The Zillers Rooftop Gastronomy holds one Michelin star and occupies the former residence of Ernst Ziller, the German architect who stayed to shape 19th-century Athens. Book a table at sunset when the Parthenon glows pink against the darkening sky. Makris Athens, also one-starred, sits at the foot of the Acropolis itself, half a kilometre south. For a more ambitious meal, Delta holds two stars inside the Stavros Niarchos Foundation Cultural Centre, an avant-garde complex that also houses the National Library and Greek National Opera, 5.5 kilometres along the coast. On the property's doorstep, Varvakios Market rewards early risers with stalls of horta, barrels of olives, and butchers breaking down whole lambs.
The Acropolis, inscribed as a UNESCO World Heritage Site in 1987, stands one kilometre south.
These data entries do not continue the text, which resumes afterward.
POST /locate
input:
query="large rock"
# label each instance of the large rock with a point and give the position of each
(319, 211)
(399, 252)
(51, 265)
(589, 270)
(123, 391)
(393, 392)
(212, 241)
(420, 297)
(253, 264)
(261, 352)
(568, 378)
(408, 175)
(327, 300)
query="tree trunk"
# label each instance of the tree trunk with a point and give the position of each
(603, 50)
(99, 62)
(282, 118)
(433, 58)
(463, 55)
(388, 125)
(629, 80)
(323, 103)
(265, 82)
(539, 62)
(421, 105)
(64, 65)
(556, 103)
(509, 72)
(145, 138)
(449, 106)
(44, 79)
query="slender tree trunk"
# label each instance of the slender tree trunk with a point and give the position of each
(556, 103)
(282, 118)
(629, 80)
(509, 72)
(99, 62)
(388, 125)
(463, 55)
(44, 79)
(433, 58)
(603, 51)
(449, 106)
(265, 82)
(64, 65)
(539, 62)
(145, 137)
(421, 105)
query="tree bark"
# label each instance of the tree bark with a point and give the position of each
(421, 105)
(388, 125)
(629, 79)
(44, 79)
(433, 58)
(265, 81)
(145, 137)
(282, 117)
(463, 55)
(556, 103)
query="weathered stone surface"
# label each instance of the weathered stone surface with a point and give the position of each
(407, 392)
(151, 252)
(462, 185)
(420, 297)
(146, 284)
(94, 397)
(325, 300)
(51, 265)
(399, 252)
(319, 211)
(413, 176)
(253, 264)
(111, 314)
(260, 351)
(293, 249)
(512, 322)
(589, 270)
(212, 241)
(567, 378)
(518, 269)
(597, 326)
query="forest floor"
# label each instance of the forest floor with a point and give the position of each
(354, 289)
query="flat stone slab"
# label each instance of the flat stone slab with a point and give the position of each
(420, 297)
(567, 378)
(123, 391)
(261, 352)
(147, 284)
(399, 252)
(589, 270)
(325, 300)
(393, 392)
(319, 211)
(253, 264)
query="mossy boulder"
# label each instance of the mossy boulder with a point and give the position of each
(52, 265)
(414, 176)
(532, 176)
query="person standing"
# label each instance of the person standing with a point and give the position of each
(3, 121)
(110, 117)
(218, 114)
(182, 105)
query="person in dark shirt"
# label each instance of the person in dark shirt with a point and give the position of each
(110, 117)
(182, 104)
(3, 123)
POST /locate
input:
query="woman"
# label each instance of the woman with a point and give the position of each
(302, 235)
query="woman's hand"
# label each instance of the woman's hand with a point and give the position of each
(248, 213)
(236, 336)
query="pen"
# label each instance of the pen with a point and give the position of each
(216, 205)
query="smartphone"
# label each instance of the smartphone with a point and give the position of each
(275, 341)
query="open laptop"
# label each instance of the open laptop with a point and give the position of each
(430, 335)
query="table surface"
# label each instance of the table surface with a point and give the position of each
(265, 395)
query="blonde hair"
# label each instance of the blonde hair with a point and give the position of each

Walk through the Plaka district to reach the Sacred Rock, where the Parthenon and Erechtheion command views across the Saronic Gulf. Monastiraki Flea Market, half a kilometre west, unfolds every Sunday with brass ewers, Byzantine icons, and Soviet-era cameras. Don't miss the Roman Agora's Gate of Athena Archegetis, where Hadrian's Athens meets the classical city beneath your feet.
Summer in Athens is relentless and bone-dry. July and August see temperatures above 30°C, the city emptying for the islands as asphalt shimmers and tavernas retreat into shaded courtyards. The light turns white and unforgiving. September brings relief: the air softens, the sea remains warm, and the city exhales.
Spring is the prime season. April and May offer 20 to 26°C days, wildflowers on Lycabettus Hill, and the Easter celebrations that define the Greek calendar. Cafes spill onto pavements, the Acropolis crowds thin slightly, and the quality of light, that famous Attic clarity, makes every marble column glow.
Winter is mild but damp, with December through February hovering around 13°C and occasional rain sweeping in from the Aegean. The city feels more local, museum queues vanish, and rooftop restaurants close their terraces in favour of wood-fired dining rooms.